The legislation would prohibit both reproductive cloning, which is intended to bring a cloned embryo to birth, and nonreproductive methods of cloning that produce stem cells.

Stem cells, which form very early in an embryo’s development, can develop into numerous types of cells to form organs and other parts of the body. Researchers hope to use these cells to repair damaged organs and cure diseases.

Leibham said nine other states, including Iowa and Michigan, have human cloning bans in place. He said the ban would not prohibit other forms of research going on in Wisconsin, including embryonic stem cell research on existing stem cell lines.

Leibham and Rep. Steve Kestell, R-Elkhart Lake, who is the main author of an identical bill in the Assembly, testified Tuesday before a joint hearing of the Assembly Committee on Public Health and the Senate Committee on Judiciary, Corrections and Privacy.

The committee did not vote after Tuesday’s public hearing. The bills must be approved by the committees before they can be debated by the full Legislature.

Gov. Jim Doyle plans to veto either of the bills, according to Doyle spokesman Dan Leistikow. The governor opposes cloning humans but also is against restricting stem cell research, including nonreproductive methods of cloning, Leistikow said.

Leistikow said the research bans would “chase scientists into other states and chase away millions of dollars in research funding.”

“What the governor intends to do will not stop or hinder me and the 50 co-authors of the bill in moving forward the resolution and debate on whether cloning should be allowed in Wisconsin,” Leibham said.Charles Hoslet, senior special assistant to University of Wisconsin-Madison Chancellor John Wiley, told legislators the university supports banning cloning to produce a live-born child. But the school opposes criminalizing nonreproductive cloning for research or therapy, he said.

Hoslet said cloning cells from someone with a genetic disease could help researchers produce tissue to study how the defective gene malfunctions and possibly develop drug treatments.

“While reproductive cloning is a danger to children, nonreproductive cloning could save their lives,” he said.

Andrew Cohn, a spokesman for the Wisconsin Alumni Research Foundation, said the ban would slow the advance of technology discovered at UW and harm its national reputation.
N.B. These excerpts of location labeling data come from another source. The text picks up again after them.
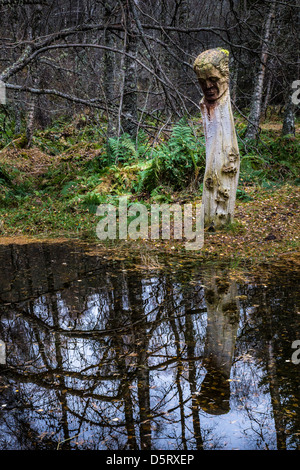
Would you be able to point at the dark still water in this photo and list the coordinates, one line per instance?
(101, 352)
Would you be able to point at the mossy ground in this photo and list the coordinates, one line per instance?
(52, 194)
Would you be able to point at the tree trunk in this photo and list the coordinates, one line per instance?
(130, 121)
(109, 71)
(256, 103)
(288, 126)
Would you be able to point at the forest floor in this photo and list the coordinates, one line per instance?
(266, 226)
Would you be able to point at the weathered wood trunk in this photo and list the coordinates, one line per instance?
(222, 152)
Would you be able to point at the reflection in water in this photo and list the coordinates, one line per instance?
(222, 322)
(101, 354)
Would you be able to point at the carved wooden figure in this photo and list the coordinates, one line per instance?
(222, 152)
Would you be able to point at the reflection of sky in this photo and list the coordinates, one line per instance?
(248, 425)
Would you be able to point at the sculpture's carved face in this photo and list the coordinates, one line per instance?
(212, 82)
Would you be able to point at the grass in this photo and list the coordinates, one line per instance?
(53, 189)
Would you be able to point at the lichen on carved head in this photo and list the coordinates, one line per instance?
(212, 69)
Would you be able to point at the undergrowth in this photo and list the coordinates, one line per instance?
(81, 170)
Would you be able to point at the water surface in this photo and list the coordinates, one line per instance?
(107, 352)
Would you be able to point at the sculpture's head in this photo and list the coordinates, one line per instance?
(212, 70)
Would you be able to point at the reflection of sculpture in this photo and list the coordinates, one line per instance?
(222, 153)
(222, 323)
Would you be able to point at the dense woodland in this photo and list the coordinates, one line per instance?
(110, 84)
(132, 60)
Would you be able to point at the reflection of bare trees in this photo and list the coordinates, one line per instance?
(122, 365)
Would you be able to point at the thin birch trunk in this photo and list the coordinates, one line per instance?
(256, 102)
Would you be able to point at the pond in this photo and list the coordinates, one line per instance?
(104, 351)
The foundation is the UW’s patent agency and holds patents for five stem cell lines and the method of isolating stem cells.

“The prestige of the university will suffer a devastating blow and cures for many debilitating diseases will be delayed, and the economy of this state will be irreparably harmed,” Cohn said.

Donna Arciszewski, who uses a wheelchair because she suffers from multiple sclerosis, said she welcomes advances in science that could help her condition, “but not at the expense of another human life.”

Rep. Sheldon Wasserman, D-Milwaukee, a physician, said an outright ban on cloning would hurt infertile couples who may want to use cloning to have their own children.

“People want their own flesh and blood,” Wasserman said.

But Leibham said there are other options available to infertile couples, including adoption. Rep. “Doc” Hines, R-Oxford, chairman of the Assembly committee, agreed cloning was not a favorable option.

“A clone would not be your own flesh and blood,” he said. “This is something artificial.”

Staff writer Charlie Mathews contributed to this story.